Internal fixation with cortex screws, inserted in lag fashion, reduces the shear forces across the fracture plane by interfragmentary compression and neutralizes the inherent torsional forces caused by the anatomical configuration of the sagittal groove of the proximal phalanx.
Internal fixation also shortens the time to healing and increases the quality of healing, frequently preventing arthritis of the fetlock joint.
Take care to thread the entire transcortex, while not endangering the soft tissues beyond the bone, and pay close attention to adequate countersinking. Technique errors may lead to complications and possibly implant failure.
Intraoperative radiographic control is essential for proper placement of the interfragmentary screws across the proximal phalanx. Either a real-time imaging system or anatomic references, such as 2 mm drill bits, can be used.
Multiple stab incisions can be used as surgical approach to the bone. If detailed identification of the anatomic landmarks is desirable or necessary, a longer incision along the lateral aspect of the proximal phalanx is preferred. The lateral incision for multiple screw insertion begins at the fetlock joint and extends to the distal end of the fracture.
Since the fracture originates at the proximal articular surface, the fixation always starts immediately below the fetlock joint. The screws can be configured either in a dorsal plane or in a triangular configuration. The most proximal screw(s) in either configuration is/are the most important and critical one/s for a successful result.
Dorsal screw placement
In the dorsal screw placement, a single screw is placed distal to the mid-sagittal groove of the proximal articular surface and centered in the dorsal two thirds of the palpable width of the bone. In long incomplete fractures, a minimum of 2 and most commonly 3 screws will be used.
A 4.5 mm cortex screw is typically used for this procedure. The 4.5 mm glide hole is drilled immediately past the fracture plane using preoperative planning and/or intraoperative radiographic control.
The 3.2 mm thread hole is prepared using the 3.2 mm insert drill sleeve. The thread hole is drilled through the entire transcortex of the proximal phalanx.
Pitfall: blind hole
Not exiting the drill hole through the transcortex leads to a blind hole and may result in serious complications and potential lack of interfragmentary compression of the fracture.
The 4.5 mm countersink is used to prepare uniform seating of the screw head and to ensure concentric loading of the screw head.
This is especially important at an oblique bone surface relative to the screw axis. In this case special attention has to be given to the proximal half circle of the hole. However, care must be taken to prevent penetration of the screw head through the near cortex.
Measuring screw length
The depth gauge is used to measure the proper length of the screw. The depth gauge should always be inclined proximally to measure the maximum length of the cortex screw appropriate for the bone.
Pitfall Inclining the depth gauge distally measures a screw length that does not engage all of the far cortex and encourages stripping of the screw during tightening, resulting in inadequate compression of the fracture plane.
Insertion of the first screw
The 4.5 mm tap, protected by the 4.5mm tap (drill) sleeve, is used to prepare the thread hole for screw insertion. A screw of the proper length is chosen and solidly tightened.
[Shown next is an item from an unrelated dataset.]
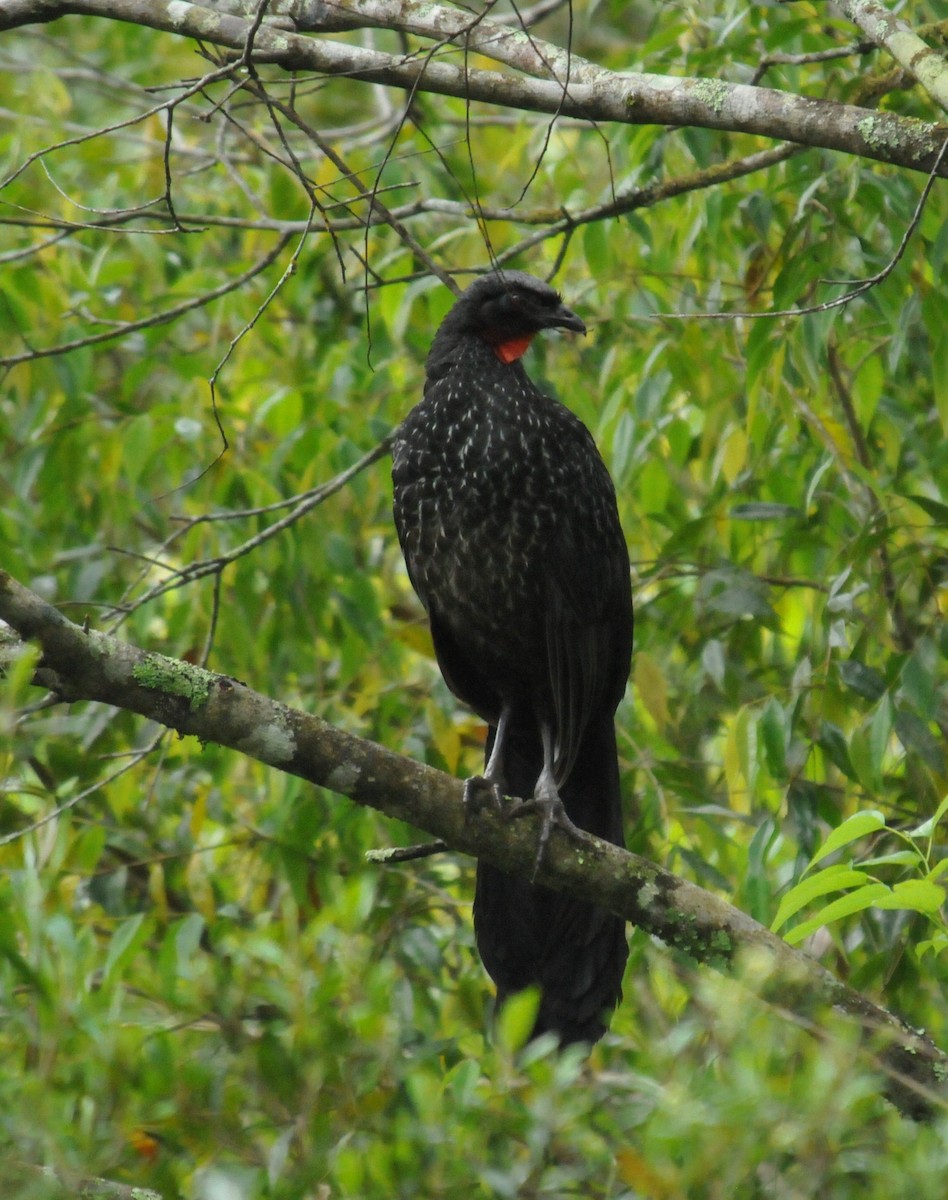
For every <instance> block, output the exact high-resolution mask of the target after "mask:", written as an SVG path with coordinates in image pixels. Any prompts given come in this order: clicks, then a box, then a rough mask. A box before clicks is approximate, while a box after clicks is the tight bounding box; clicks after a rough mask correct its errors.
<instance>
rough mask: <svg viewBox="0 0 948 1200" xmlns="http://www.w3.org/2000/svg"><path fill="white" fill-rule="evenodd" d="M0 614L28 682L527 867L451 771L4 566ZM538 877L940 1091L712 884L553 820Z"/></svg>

The number of the screws used depends on the length and the configuration of the fracture. When screws are placed in the dorsal plane, they are typically placed 20-25 mm apart. If the fracture plane spirals medially or laterally, the orientation of the screws is rotated as well to keep them perpendicular to the fracture plane.
Triangular screw configuration
Triangular screw configuration represents another option of screw placement.
The initial screw in the triangular configuration is placed slightly more dorsal than in the dorsal configuration. A second screw is placed palmar/plantar to the initial screw, parallel to the first screw, again just distal to the joint. A third screw is placed in the dorsal plane 25 mm distal to the second screw in the center of the proximal phalanx. If the fracture plane spirals medially or laterally, the orientation of the screw is rotated as well to keep it perpendicular to the fracture plane. A fourth screw can be used if the fracture length dictates it.
For all fractures longer than 1 cm, external coaptation is recommended for recovery from general anesthesia. The surgeon may prefer to use a temporary immobilization appliance that is removed immediately after recovery from anesthesia. Half-limb casts, if elected, should be removed shortly after recovery from anesthesia.
Postoperative management and exercises
Postoperative management includes box stall confinement for 8 weeks with hand-walking exercise beginning 2-4 weeks postoperatively. The operative site is bandaged for 4 weeks after surgery and analgesics used for 10 days postoperatively.
Radiographic follow up
Fracture healing is followed radiographically at 8 weeks post surgery. If the fracture is healing satisfactorily small paddock exercise for 4 weeks followed by field exercise is prescribed. Additional radiographs 12-16 weeks post surgery are taken.
Return to training is typically 3-4 months post surgery.